Every week in Covid-related delay at China's Ningbo container port could hit $4 billion worth of trade, much of which is bound for the US: analysis

  • Localized COVID-19 lockdowns in the city of Ningbo are causing issues for truckers.

  • There are concerns about delays at the Port of Ningbo ahead of the long Chinese New Year break.

  • The Port of Ningbo is a key gateway for Chinese exports to the US.

Each week of pandemic-related delay at China's Ningbo port could disrupt $4 billion worth of trade, according to Russell Group, a risk modeling consultancy.

Affected industries include $236 million of integrated circuit boards used in electronics and $125 million of clothing, some going to the likes of brands like Nike and Adidas, the consultancy added.

Ningbo, a city of around 8 million in eastern China, is a key port for Chinese exports to the US, with more than $385 million worth of goods exported in the first eight days of January, the Russell Group estimated. It's also the world's third-largest container port.

"Any delays at Ningbo come at a bad time for global supply chains, which are suffering from the logjams created by the pandemic," said the Russell Group.

Some disruptions are already being reported on the land side, as localized lockdowns to contain a COVID-19 outbreak in Ningbo's Beilun district have prevented truck drivers from making it to their jobs. Drivers also need Covid tests to gain access to port areas, which cause additional delays, reported the Journal of Commerce. Additionally, some warehouses have been shut.
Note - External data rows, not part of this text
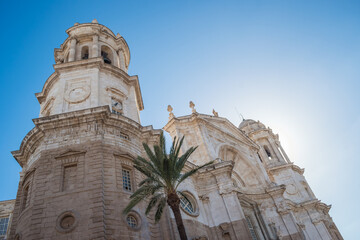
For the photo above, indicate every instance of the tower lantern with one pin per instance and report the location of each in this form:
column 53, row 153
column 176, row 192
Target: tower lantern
column 91, row 71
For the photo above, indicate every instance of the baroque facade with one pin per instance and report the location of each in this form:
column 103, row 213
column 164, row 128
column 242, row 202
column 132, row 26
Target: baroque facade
column 77, row 162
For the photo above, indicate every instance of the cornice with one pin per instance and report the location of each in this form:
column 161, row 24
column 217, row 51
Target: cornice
column 97, row 114
column 207, row 120
column 287, row 166
column 89, row 63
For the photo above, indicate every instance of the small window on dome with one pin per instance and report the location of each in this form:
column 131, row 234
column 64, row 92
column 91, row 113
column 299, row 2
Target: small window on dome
column 268, row 153
column 116, row 106
column 106, row 54
column 85, row 52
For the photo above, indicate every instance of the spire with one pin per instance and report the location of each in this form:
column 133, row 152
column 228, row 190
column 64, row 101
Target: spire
column 216, row 114
column 171, row 115
column 192, row 106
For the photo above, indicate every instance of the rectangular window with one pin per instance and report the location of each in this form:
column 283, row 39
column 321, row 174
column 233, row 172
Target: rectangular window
column 3, row 226
column 126, row 180
column 69, row 178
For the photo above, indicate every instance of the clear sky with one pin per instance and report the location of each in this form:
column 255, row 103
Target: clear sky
column 294, row 65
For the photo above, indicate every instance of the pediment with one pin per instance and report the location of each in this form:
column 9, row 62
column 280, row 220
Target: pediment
column 224, row 126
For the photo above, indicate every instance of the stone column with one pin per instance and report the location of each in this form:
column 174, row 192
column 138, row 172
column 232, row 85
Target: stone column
column 95, row 47
column 236, row 215
column 322, row 230
column 72, row 50
column 209, row 218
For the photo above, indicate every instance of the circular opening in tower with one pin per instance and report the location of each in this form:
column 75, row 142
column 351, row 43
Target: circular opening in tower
column 67, row 222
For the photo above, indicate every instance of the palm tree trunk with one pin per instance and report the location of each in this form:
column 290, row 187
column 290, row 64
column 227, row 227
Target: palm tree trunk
column 174, row 203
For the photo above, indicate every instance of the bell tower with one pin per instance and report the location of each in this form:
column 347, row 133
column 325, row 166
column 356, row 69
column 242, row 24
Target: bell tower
column 91, row 71
column 77, row 162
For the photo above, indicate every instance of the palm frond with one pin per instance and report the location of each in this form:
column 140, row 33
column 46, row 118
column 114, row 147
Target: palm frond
column 153, row 202
column 191, row 172
column 160, row 209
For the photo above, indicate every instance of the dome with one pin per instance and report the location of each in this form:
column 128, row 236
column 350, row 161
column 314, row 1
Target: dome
column 246, row 122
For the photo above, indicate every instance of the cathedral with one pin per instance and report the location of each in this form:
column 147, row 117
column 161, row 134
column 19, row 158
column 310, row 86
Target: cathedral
column 77, row 162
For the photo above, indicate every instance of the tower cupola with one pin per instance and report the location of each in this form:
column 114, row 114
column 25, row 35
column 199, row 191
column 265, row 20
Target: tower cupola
column 271, row 151
column 92, row 40
column 91, row 71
The developments are worrying traders who fear that the supply chain crisis could drag on, just as there were signs that it may be easing.
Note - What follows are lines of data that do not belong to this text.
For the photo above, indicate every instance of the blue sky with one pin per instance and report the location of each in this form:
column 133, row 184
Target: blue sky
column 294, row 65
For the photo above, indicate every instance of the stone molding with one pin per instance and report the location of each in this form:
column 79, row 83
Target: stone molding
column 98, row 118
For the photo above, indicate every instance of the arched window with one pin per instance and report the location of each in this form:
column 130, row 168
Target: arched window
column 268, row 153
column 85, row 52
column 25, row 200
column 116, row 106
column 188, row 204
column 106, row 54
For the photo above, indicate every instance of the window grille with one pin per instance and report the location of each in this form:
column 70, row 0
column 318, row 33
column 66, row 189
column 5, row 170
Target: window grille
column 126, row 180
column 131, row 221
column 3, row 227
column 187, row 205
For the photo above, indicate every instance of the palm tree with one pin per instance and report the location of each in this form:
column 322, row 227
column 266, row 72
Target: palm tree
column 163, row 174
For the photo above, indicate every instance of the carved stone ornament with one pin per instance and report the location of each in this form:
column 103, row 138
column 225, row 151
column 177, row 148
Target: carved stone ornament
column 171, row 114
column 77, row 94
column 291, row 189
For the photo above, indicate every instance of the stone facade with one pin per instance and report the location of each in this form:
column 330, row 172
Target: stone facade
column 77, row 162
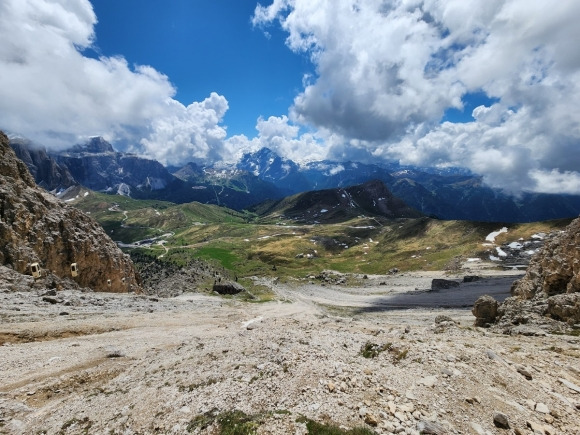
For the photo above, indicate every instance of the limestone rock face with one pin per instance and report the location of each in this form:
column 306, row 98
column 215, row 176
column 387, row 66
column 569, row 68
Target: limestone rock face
column 555, row 269
column 35, row 227
column 550, row 290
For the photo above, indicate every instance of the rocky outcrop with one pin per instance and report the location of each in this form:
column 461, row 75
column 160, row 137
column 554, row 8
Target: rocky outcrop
column 485, row 310
column 46, row 171
column 550, row 289
column 35, row 227
column 228, row 288
column 442, row 284
column 556, row 268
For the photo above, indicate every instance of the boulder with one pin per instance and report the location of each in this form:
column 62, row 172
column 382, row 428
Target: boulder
column 485, row 310
column 565, row 307
column 441, row 284
column 228, row 288
column 555, row 269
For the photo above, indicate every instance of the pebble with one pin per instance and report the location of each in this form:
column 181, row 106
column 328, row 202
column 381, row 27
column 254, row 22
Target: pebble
column 477, row 429
column 501, row 420
column 428, row 381
column 431, row 428
column 331, row 387
column 371, row 420
column 524, row 372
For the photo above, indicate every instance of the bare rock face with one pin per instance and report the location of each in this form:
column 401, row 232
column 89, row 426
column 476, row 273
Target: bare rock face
column 555, row 269
column 228, row 288
column 35, row 227
column 485, row 310
column 550, row 290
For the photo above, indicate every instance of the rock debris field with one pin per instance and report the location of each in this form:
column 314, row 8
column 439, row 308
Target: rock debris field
column 384, row 356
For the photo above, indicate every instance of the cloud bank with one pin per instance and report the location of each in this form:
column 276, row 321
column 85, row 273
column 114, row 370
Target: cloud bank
column 387, row 72
column 386, row 75
column 56, row 95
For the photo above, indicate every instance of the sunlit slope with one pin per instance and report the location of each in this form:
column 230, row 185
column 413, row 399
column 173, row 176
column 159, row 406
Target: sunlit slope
column 272, row 244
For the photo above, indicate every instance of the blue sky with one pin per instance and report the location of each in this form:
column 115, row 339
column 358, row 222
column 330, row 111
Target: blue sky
column 488, row 85
column 206, row 46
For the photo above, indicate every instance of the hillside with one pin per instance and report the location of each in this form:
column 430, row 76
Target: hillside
column 339, row 205
column 248, row 244
column 40, row 233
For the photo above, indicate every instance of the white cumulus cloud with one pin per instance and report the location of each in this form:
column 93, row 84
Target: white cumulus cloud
column 53, row 93
column 387, row 72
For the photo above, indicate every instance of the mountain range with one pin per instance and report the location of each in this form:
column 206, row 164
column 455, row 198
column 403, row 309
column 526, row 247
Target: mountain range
column 451, row 193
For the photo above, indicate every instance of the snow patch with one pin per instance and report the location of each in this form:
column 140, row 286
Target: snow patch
column 491, row 236
column 501, row 252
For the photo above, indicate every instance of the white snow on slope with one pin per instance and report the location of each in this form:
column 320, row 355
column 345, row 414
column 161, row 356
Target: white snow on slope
column 491, row 236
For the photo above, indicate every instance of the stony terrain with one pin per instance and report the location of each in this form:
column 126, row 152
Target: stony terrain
column 80, row 362
column 35, row 227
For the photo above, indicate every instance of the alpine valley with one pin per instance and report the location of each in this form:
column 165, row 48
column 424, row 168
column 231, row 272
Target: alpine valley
column 450, row 193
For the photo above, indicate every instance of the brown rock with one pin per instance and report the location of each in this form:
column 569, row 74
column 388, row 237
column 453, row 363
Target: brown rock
column 485, row 310
column 36, row 227
column 555, row 269
column 501, row 420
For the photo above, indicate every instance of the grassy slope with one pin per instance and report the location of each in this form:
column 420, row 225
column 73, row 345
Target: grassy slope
column 248, row 246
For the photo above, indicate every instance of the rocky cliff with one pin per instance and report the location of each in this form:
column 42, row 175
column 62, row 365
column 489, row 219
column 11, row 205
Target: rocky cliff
column 550, row 290
column 556, row 269
column 35, row 227
column 46, row 171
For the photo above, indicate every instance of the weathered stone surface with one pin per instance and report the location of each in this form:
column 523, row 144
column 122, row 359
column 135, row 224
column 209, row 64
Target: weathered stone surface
column 228, row 288
column 35, row 227
column 555, row 269
column 431, row 427
column 485, row 310
column 501, row 420
column 441, row 284
column 565, row 307
column 550, row 290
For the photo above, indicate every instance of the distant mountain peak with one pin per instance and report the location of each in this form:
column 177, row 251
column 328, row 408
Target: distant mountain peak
column 95, row 145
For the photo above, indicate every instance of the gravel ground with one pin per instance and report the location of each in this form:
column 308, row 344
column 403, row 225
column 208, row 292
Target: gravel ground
column 75, row 363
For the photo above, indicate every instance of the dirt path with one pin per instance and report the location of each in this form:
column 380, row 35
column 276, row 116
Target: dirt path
column 144, row 365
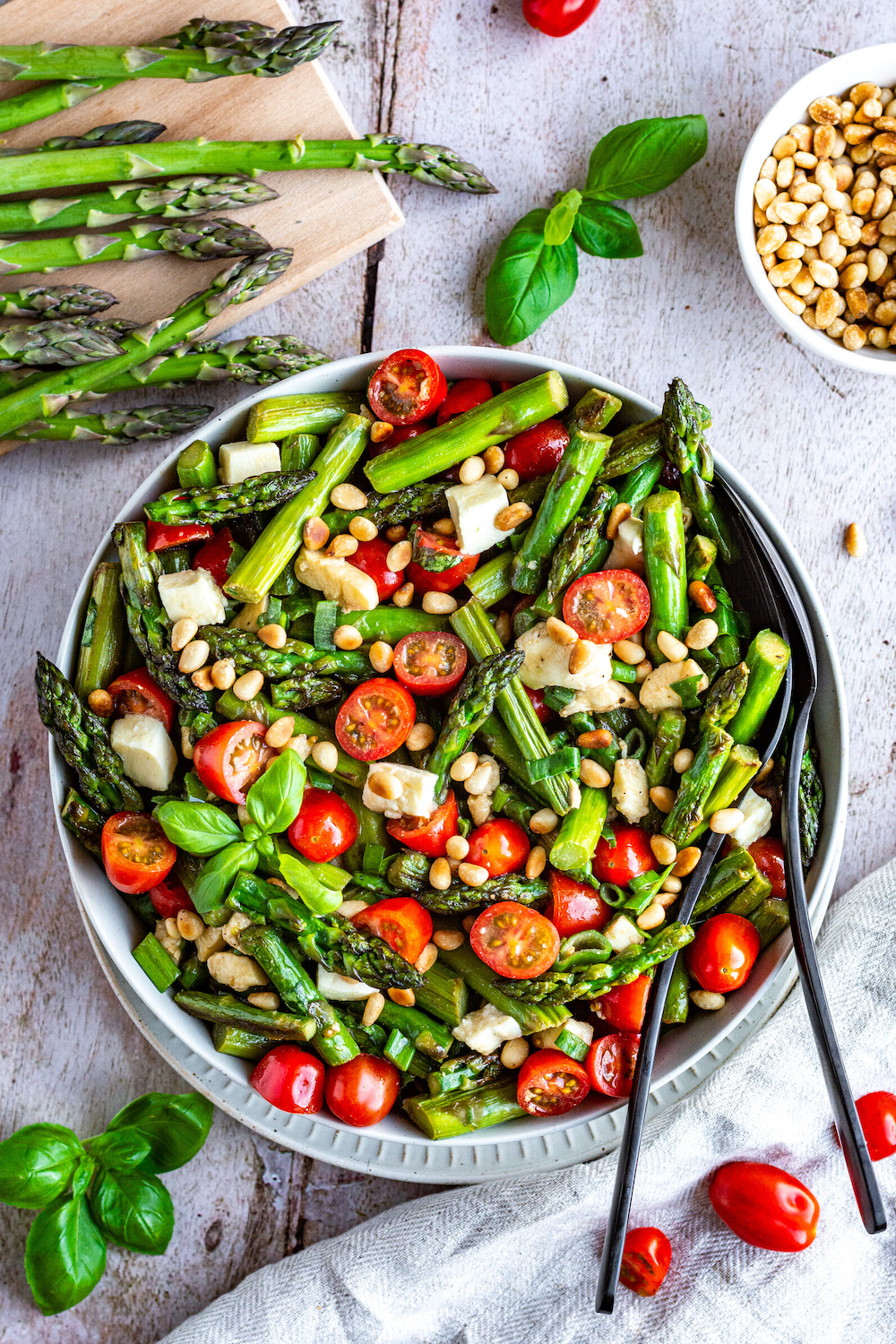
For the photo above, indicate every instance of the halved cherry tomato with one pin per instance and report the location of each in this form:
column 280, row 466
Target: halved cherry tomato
column 551, row 1083
column 161, row 535
column 624, row 1005
column 400, row 921
column 325, row 825
column 370, row 558
column 465, row 395
column 607, row 607
column 136, row 852
column 433, row 835
column 769, row 857
column 231, row 757
column 764, row 1206
column 723, row 953
column 289, row 1078
column 514, row 941
column 136, row 693
column 536, row 451
column 430, row 546
column 375, row 719
column 406, row 387
column 500, row 846
column 363, row 1090
column 610, row 1064
column 622, row 862
column 645, row 1260
column 573, row 906
column 430, row 661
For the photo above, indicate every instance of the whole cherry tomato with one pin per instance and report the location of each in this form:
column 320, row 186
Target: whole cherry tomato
column 764, row 1206
column 289, row 1078
column 363, row 1090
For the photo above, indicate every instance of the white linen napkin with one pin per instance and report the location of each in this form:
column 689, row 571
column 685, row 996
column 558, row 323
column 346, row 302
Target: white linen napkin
column 516, row 1261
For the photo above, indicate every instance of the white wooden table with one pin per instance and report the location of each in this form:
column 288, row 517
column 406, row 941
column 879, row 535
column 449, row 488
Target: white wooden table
column 814, row 440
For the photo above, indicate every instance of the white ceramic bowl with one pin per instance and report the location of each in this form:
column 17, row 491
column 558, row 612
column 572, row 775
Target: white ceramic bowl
column 395, row 1147
column 833, row 77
China has a strict Covid-zero approach to managing the pandemic and a recent outbreak of the virus has sent various cities into successive lockdowns head of the long Chinese New Year break that starts on February 1 this year.

"Unfortunately, the situation may get worse, with the Chinese Lunar New Year, as companies cannot stock up their inventories for the upcoming months, forcing them to either look for alternative shipping or products, all of which will feed into higher costs for the consumer," said Suki Basi, managing director at the Russell Group.